Improving Cross-Language Information Retrieval by Transliteration Generation and Mining

  • K. Saravanan ,
  • Raghavendra Udupa ,
  • A Kumaran

LNCS volume on FIRE-2010 Proceeding |

Published by Springer

While state of the art Cross-Language Information Retrieval (CLIR) systems are reasonably accurate and largely robust, they typically make mistakes in handling proper or common nouns. Such terms suffer from compounding of errors during the query translation phase, and during the document retrieval phase. In this paper, we propose two techniques, specifically, transliteration generation and mining, to effectively handle such query terms that may occur in their transliterated form in the target corpus. We explore systematically the effect of the transliteration techniques on the overall retrieval performance of a baseline state-of-the-art CLIR system. The baseline CLIR engine employed is a language modeling based system using query likelihood based document ranking and a probabilistic translation lexicon learned from a bilingual parallel corpora. Transliteration generation approach generates the possible transliteration equivalents for the out of vocabulary (OOV) terms during the query translation phase. The mining approach mines potential transliteration equivalents for the OOV terms, from the first-pass retrieval from the target corpus, for a final retrieval.
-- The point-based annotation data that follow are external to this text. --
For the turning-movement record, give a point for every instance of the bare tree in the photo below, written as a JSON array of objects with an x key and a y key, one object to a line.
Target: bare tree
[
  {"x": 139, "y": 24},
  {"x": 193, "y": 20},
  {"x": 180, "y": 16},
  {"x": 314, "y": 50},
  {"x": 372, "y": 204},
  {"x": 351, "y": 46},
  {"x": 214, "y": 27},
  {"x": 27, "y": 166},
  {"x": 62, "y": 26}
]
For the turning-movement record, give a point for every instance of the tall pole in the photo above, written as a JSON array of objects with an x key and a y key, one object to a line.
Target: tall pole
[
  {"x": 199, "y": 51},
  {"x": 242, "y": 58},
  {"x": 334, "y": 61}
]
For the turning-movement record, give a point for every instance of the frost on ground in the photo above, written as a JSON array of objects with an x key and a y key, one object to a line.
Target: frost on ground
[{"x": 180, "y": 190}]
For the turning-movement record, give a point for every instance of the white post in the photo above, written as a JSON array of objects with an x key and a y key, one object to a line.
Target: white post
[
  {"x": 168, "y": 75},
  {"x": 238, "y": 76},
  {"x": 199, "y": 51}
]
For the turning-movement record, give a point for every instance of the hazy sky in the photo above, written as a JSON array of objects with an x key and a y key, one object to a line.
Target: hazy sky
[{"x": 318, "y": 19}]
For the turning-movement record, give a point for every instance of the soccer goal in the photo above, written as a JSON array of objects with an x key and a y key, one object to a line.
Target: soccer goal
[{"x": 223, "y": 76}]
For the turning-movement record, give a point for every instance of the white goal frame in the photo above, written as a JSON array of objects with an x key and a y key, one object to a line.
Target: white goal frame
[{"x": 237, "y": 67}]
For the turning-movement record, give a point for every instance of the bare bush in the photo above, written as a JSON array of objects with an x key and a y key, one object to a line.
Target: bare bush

An implementation of such an integrated system was employed for the participation of Microsoft Research India (MSR India) team in the cross-language information retrieval evaluation shared task organized by the Forum for Information Retrieval Evaluation 2010[1]. MSR India participated in two cross-language evaluation tasks, namely the Hindi-English and Tamil-English tasks, in addition to the English-English monolingual task. Using all of the title-description-and-narrative information in the topic, our system achieved the peak retrieval performance of a MAP of 0.5133 in the monolingual English-English task. In the cross-language tasks, the system achieved a peak performance of a MAP of 0.4977 in Hindi-English task and 0.4145 in the Tamil-English task. The Hindi-English cross-language retrieval performance improved from 92% to 97% to the English-English monolingual retrieval performance, underscoring the effectiveness of the integrated CLIR system in enhancing the performance of the baseline CLIR system.